When faced with distributions whose optimal bases are not GAHBs, DNN denoisers may exhibit suboptimal performance. For example, when trained on images drawn from low-dimensional manifolds where the optimal basis is different from GAHBs, the denoising performance of the DNNs can be compromised. In such cases, the inductive biases of the DNNs may not align well with the underlying distribution of data, leading to a mismatch between the learned model and the true density function. This results in a deviation from near-optimal denoising performance and can impact the quality of generated samples.

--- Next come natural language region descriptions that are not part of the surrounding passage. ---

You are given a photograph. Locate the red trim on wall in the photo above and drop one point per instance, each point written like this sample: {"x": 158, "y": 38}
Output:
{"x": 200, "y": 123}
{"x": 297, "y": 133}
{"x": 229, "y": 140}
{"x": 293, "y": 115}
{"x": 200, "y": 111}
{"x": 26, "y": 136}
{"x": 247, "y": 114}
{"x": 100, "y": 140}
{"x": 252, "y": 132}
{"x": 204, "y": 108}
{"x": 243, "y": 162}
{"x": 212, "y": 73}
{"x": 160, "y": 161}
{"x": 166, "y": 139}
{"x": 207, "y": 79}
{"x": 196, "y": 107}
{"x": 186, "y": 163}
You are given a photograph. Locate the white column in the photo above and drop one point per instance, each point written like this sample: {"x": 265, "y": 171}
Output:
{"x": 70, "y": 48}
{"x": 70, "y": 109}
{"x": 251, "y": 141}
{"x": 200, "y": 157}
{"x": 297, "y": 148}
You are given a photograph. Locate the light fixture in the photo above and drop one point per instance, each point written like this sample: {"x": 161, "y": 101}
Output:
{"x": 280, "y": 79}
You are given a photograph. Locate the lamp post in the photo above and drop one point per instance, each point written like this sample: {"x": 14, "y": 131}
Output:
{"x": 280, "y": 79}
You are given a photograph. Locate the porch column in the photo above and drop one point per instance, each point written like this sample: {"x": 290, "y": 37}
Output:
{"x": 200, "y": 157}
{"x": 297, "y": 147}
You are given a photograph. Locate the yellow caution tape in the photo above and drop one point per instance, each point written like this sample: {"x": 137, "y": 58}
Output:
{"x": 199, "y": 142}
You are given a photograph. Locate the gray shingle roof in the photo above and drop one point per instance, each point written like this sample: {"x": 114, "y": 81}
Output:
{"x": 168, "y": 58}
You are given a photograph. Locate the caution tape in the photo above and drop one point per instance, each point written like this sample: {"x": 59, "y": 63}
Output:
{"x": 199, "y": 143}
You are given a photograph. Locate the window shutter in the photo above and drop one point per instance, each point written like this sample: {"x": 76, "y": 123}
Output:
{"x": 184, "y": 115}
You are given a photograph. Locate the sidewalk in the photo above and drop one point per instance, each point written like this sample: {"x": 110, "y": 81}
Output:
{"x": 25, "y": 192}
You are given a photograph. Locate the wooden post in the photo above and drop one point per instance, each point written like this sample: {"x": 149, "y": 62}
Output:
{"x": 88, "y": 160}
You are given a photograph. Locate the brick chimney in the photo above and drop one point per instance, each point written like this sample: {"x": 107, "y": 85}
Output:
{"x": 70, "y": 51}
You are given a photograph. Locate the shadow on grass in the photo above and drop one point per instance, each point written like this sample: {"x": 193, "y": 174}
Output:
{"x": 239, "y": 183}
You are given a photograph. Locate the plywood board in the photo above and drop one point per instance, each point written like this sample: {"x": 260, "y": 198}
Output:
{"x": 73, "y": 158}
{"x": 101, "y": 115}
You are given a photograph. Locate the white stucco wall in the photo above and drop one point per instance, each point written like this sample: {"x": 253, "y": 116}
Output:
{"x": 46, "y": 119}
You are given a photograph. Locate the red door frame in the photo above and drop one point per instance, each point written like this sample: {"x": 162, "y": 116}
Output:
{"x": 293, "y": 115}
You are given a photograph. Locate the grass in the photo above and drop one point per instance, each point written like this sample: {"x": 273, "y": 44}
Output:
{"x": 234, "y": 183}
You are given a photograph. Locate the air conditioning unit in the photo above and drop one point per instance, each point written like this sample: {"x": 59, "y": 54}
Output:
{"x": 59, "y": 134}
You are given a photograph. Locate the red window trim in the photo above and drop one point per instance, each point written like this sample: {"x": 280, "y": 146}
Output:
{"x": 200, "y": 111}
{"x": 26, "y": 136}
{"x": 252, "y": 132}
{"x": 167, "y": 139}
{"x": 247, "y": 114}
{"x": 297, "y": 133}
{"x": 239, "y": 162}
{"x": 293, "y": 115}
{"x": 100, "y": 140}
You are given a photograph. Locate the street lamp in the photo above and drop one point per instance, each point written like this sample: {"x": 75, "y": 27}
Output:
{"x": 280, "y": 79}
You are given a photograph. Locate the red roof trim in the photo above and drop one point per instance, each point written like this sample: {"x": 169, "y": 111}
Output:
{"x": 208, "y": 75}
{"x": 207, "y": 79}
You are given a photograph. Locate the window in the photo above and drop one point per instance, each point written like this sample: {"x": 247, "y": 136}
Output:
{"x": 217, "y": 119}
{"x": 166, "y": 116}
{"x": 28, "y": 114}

The use of GAHBs does not necessarily limit the flexibility or adaptability of DNN denoisers in handling diverse datasets. While GAHBs provide a structured basis that captures geometric features and adapts to image characteristics effectively for tasks like image denoising, they do not inherently restrict the ability of DNN models to learn from various types of data distributions. In fact, by leveraging GAHBs as an inductive bias, DNN denoisers can enhance their generalization capabilities and improve performance on specific classes of images that exhibit harmonic structures along contours and homogeneous regions.

The concept of Geometry-Adaptive Harmonic Bases (GAHB) can be applied beyond image denoising to other areas such as signal processing, audio analysis, natural language processing (NLP), and more. In signal processing applications like speech recognition or audio enhancement, GAHBs could help capture harmonic patterns in sound signals for improved denoising or feature extraction. Similarly, in NLP tasks like text generation or sentiment analysis, adapting bases according to semantic structures within textual data could enhance model interpretability and efficiency. By incorporating GAHB principles into various domains outside image processing, it is possible to leverage geometry-adaptive representations for better understanding complex datasets across different fields.